In 2010, in addition to the lead scientist role, Willis-Patel joined the management team accountable for delivering the suite of hydrodynamics experiments and is currently accountable for delivering the focused explosive experimental program supporting stockpile stewardship and future capabilities at AWE.

In 2014-2016, Willis-Patel was the chair of AWEs Nuclear Warhead Policy Development Programme, working with both US and UK think tanks in areas of civil and military nuclear policies.  This role include the review of papers and presentation before they were submitted to the international community.

Mr.
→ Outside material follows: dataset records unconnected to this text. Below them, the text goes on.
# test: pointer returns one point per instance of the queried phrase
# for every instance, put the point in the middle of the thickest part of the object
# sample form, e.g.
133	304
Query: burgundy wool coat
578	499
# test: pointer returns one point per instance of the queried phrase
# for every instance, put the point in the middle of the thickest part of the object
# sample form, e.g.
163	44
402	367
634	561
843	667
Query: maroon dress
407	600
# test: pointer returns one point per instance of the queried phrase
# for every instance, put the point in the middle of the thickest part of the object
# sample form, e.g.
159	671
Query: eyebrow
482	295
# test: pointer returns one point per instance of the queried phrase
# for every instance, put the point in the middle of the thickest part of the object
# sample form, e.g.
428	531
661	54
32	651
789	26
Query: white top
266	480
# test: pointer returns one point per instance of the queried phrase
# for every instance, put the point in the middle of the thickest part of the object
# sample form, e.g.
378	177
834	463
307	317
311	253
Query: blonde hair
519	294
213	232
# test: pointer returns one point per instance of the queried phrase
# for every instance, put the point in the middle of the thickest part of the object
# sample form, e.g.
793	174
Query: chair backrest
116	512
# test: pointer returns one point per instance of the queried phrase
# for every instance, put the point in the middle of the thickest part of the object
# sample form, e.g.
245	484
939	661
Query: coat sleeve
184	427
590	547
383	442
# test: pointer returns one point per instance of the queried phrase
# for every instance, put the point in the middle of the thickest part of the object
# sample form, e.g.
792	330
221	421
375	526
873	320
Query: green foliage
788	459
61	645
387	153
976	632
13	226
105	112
Willis-Patel’s research principally relates to nuclear physics, designing and fielding hydrodynamic experiments which provide data to aid in underwriting hydrocode modelling and CTBT methodologies.  These collaborative research programs, primarily with LANL and LLNL, have included investigations on the failure mechanisms of known features when impacted by shocks within HMX based explosives, corner turning within TATB based explosives and investigations into gaseous Equations of State.
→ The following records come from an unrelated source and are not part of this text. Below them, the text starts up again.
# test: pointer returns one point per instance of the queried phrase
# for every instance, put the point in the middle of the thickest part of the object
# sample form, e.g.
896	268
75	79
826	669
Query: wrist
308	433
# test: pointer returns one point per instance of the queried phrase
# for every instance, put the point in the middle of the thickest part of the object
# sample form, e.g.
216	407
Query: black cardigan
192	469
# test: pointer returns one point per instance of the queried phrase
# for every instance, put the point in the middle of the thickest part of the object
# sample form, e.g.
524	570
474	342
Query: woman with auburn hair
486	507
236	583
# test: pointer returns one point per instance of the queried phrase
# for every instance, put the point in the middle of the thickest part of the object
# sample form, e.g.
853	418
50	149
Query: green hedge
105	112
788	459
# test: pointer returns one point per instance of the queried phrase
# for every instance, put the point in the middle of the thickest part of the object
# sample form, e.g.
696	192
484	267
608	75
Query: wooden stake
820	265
Mr. Willis-Patel is an advocate of pushing the boundaries on new and novel diagnostics on explosive experiments and looks to further the use of proton radiography to resolve areas of mutual interest.  In addition he would like to see the continued use of facilities such as pRad within the nuclear defense industry and promote the importance of their unique capabilities

Eva Birnbaum received a BA in chemistry from Carleton College in Northfield, MN in 1991, followed by a PhD in inorganic chemistry from the California Institute of Technology in 1995. She came to Los Alamos for a postdoc in the areas of inorganic catalysis and environmental remediation, and became a staff member in Chemistry Division at LANL in 1998, focused on analytical and environmental mitigation projects. She left the Lab in 2006 to become the chief science officer at a small startup company in Los Alamos, working on development of new tools for pharmaceutical discovery.
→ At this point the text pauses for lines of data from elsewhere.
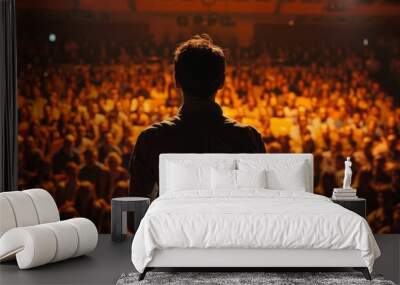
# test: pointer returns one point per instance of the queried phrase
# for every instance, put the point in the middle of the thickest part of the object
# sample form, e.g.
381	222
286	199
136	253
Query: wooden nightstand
358	205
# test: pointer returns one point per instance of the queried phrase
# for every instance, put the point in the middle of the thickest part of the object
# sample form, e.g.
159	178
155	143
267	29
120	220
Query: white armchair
31	230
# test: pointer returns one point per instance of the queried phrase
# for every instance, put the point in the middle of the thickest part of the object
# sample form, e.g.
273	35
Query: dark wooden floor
110	260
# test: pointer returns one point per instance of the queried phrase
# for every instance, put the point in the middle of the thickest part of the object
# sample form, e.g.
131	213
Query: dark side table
119	207
358	205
Birnbaum returned to LANL in 2010 to become the team leader for the Isotope Program at LANL, and took on her current position as the Isotope Production program manager in 2014. The LANL Isotope Program irradiates a variety of targets using the 100-MeV proton beam at the Isotope Production Facility (IPF), followed by radiochemical separations to isolate the desired product. The program delivers hundreds of shipments of isotopes worldwide, primarily for medical applications, and conducts both fundamental and applied research at IPF. She is interested in production of novel isotopes for medical applications and supporting nuclear data experiments at IPF and through the production of required radioactive target materials. Birnbaum has published 51 peer reviewed publications in the areas of chemistry and physics (h index = 18).